I am training a 7 layers linear fully connected network with 48 neurons in each hidden layer (which gives 14353 learnable parameters). My data has 3 input features and 1 output. Data size is around 51230. I am using Dataloader with 20 batches. However the time improvement from CPU to GPU is only of 30-40% reduction in training time. After experimentation, i have noticed that GPU would only give significant time improvement if the total number of learnable parameters in significantly increased, say to the order of millions (then we can have training time reduced around 7 times). Can we not achieve significant benefit from GPU for NN model with 14353 parameters?
Overall if i train it for 200 epochs, these are time comparisons:
For 14k model parameters:
CPU: 5.7 min
GPU: 4.1 min
For 3.54 millions model parameters:
CPU: 31.0 min
GPU: 4.27 min
Is there any other way i can reduce my training time for around 14k model parameters?
If you are working with a small dataset, you could preload the whole dataset and push it to the GPU before training, to avoid loading times. Also, make sure not to create any unnecessary synchronization points in your training loop, e.g. printing the loss often.

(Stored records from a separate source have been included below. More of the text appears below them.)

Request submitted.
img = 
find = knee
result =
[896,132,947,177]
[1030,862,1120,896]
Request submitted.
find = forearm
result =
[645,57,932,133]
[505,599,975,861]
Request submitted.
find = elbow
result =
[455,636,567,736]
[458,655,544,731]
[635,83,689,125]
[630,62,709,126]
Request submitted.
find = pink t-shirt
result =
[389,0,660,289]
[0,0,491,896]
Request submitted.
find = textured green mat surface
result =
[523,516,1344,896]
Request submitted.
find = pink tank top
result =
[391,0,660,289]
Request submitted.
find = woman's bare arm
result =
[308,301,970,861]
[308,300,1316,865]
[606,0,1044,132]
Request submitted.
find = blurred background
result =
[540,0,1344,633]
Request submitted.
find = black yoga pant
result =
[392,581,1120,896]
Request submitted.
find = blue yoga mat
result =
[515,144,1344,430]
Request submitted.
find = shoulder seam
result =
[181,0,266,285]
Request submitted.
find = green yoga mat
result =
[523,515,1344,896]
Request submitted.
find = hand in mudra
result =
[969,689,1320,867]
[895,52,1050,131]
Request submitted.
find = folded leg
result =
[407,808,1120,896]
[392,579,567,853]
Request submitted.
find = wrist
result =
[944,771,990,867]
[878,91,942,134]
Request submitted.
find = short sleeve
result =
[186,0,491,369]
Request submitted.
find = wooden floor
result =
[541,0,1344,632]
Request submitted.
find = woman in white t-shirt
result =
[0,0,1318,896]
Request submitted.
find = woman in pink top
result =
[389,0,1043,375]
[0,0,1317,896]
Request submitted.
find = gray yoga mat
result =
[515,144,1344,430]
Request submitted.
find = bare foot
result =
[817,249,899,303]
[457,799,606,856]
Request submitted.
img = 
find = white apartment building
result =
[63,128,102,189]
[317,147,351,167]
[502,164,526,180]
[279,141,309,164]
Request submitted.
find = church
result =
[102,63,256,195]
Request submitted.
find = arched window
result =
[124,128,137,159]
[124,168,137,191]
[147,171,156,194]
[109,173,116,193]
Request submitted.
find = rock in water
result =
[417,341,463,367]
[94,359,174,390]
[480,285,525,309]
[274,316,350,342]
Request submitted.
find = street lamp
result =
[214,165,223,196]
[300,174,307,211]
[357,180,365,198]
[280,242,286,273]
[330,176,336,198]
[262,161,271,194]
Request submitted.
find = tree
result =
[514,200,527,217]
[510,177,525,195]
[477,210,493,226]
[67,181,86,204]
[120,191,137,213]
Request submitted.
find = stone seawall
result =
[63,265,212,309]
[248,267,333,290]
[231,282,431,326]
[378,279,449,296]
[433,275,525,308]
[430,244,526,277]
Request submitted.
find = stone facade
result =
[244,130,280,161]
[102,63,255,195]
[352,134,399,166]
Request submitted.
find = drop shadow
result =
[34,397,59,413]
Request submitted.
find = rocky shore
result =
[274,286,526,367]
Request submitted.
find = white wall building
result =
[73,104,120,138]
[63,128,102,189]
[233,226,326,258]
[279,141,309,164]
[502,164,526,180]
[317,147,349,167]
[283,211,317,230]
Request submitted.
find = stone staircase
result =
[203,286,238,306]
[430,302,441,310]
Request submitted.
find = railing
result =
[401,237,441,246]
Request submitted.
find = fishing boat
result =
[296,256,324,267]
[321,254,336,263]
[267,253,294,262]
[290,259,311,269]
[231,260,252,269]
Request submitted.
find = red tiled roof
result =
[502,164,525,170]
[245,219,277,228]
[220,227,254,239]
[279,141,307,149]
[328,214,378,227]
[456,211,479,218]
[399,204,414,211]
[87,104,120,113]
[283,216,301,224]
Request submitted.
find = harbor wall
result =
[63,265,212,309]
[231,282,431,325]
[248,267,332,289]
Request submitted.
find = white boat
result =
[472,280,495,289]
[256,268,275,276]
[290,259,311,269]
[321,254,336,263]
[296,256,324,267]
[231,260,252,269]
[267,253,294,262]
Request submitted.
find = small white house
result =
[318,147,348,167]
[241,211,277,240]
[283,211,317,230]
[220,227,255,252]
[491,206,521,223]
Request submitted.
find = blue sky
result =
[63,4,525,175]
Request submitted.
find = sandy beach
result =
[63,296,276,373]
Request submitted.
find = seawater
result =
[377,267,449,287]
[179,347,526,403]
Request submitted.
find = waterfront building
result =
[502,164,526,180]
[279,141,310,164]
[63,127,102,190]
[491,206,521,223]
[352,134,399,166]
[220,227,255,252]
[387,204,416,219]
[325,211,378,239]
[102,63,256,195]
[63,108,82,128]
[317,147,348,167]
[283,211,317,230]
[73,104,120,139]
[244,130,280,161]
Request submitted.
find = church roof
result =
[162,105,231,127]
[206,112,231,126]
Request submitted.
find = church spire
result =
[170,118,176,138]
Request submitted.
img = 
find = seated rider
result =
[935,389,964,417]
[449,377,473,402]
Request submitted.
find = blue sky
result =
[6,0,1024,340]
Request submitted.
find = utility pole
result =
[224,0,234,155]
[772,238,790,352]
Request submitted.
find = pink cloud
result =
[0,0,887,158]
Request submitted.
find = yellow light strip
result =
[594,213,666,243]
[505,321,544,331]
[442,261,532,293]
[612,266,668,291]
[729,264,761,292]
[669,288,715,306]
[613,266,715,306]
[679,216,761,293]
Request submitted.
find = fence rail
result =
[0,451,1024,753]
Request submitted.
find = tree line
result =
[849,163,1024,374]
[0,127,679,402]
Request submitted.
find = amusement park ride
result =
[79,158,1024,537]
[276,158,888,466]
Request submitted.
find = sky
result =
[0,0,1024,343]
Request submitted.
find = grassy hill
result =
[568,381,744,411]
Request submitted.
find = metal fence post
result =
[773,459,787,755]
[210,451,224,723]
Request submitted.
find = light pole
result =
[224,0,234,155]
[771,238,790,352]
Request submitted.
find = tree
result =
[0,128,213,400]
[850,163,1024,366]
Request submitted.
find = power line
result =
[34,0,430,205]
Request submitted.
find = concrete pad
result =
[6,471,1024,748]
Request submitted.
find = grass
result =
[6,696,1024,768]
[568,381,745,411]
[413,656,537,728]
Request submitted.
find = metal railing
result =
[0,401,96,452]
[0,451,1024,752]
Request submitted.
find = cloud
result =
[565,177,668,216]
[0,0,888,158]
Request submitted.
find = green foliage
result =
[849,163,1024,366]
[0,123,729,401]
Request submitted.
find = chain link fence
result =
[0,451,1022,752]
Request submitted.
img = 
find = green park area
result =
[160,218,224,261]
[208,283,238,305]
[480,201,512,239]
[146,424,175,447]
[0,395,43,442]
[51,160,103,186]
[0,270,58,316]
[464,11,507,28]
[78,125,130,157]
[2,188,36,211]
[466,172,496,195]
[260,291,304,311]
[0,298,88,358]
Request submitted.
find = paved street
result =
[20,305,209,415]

Since the whole data has been transferred to GPU before creating dataset and train loader, i think it’s not having any loading time issues. pin_memory wouldn’t work for data already on GPU, if that’s what you’re suggesting. Also i have tried to minimize loss printing. Here are major parts of the code for clarity.
class Net(torch.nn.Module):
def __init__(self, D_in, H, D_out):
super(Net, self).__init__()
self.linear1 = torch.nn.Linear(D_in, H)
self.linear2 = torch.nn.Linear(H, H)
self.linear3 = torch.nn.Linear(H, H)
self.linear4 = torch.nn.Linear(H, H)
self.linear5 = torch.nn.Linear(H, H)
self.linear6 = torch.nn.Linear(H, H)
self.linear7 = torch.nn.Linear(H, H)
self.linear8 = torch.nn.Linear(H, D_out)
def forward(self, x):
out = F.relu(self.linear1(x))
out = F.relu(self.linear2(out))
out = F.relu(self.linear3(out))
out = F.relu(self.linear4(out))
out = F.relu(self.linear5(out))
out = F.relu(self.linear6(out))
out = F.relu(self.linear7(out))
y_pred = self.linear8(out)
return y_pred
D_in, H, D_out = 3, 768, 1
model = Net(D_in, H, D_out)
criterion = nn.MSELoss(reduction='sum')
optimizer = Adam(model.parameters(), lr=5e-4)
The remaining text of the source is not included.